Of course, I knew John was insane. None of his story added up. Why had the boyfriend been masquerading as a courier when he could simply have knocked on the door and thrown the bomb inside, or even slipped it through the letterbox while the family slept? And why, if the wife was leaving, had he put her life at risk? And why had the two children and the mother still been asleep in the middle of the morning when the crime had taken place? When John spoke his eyes wandered: strabismus, a tic common to schizophrenia sufferers. But even though I didn’t completely believe his story, the Walking Man’s imperative
stayed with me: his headlong, lemming-like rush for the west coast, his yearning to walk and walk and walk, as if he could walk the madness out of him. That intensity and turmoil, and maybe John’s eyes, too, which were dark-lashed and blue, mademe think of one person. Jack Caffery.

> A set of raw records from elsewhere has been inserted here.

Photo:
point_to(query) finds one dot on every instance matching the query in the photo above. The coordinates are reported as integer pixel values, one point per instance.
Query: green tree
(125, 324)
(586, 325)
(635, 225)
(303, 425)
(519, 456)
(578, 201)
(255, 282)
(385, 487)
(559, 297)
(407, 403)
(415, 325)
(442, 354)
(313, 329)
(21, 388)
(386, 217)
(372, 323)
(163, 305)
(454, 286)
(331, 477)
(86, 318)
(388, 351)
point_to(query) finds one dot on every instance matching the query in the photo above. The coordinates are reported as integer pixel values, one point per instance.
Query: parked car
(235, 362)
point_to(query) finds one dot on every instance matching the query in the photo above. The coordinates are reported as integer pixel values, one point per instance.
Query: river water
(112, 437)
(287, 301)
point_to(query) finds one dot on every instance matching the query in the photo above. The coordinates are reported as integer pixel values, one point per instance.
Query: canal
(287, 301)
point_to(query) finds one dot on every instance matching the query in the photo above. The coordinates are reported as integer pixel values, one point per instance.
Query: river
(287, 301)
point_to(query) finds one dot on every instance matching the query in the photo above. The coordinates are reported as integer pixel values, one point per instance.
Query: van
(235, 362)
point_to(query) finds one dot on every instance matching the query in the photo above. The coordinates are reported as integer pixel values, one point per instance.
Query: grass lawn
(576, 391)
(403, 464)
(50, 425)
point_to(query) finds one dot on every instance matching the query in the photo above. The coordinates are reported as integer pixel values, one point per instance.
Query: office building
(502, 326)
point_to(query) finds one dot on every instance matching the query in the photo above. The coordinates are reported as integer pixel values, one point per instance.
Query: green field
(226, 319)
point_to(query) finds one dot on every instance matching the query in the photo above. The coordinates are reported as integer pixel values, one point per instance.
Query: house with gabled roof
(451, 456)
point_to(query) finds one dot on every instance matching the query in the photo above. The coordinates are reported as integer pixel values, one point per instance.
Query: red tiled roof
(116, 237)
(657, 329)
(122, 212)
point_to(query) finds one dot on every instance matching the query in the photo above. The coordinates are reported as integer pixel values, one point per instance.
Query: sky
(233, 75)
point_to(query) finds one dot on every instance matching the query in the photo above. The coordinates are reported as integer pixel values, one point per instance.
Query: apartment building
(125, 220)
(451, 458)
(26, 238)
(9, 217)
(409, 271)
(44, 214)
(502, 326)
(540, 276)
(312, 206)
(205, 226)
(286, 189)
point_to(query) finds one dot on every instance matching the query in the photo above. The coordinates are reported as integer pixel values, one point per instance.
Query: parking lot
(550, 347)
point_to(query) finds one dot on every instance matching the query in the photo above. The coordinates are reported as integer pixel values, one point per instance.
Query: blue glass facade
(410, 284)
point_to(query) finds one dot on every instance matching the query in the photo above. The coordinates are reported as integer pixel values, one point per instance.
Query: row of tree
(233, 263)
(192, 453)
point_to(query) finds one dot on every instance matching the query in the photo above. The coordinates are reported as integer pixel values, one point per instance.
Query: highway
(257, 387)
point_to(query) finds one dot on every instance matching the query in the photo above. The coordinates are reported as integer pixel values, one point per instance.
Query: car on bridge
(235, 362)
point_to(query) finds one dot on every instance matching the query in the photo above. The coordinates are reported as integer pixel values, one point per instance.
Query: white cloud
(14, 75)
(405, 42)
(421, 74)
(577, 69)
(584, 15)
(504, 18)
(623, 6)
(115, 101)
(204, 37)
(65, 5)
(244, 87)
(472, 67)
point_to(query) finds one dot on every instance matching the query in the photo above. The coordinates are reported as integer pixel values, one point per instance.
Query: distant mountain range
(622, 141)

What if, I thought, Jack befriended someone like the Walking Man? Where would that friendship lead him? And what would be the outcome, the dynamic of two people so identically driven? I couldn’t get the picture of the two men out of my head. Eventually I was forced to admit it: Flea Marley had to make room in her sunny, fruitladen corner of England for this urban refugee. And so, a bit like an ex I could never quite forget, Jack Caffery is back with me. Maybe he’ll never go away. While I can be impatient with authors who suggest that their characters act with a kind of autonomy, taking decisions out of the authorial hands, in the case of JC I’m prepared to admit that maybe, just maybe, he may have plans
of his own over which I have little control.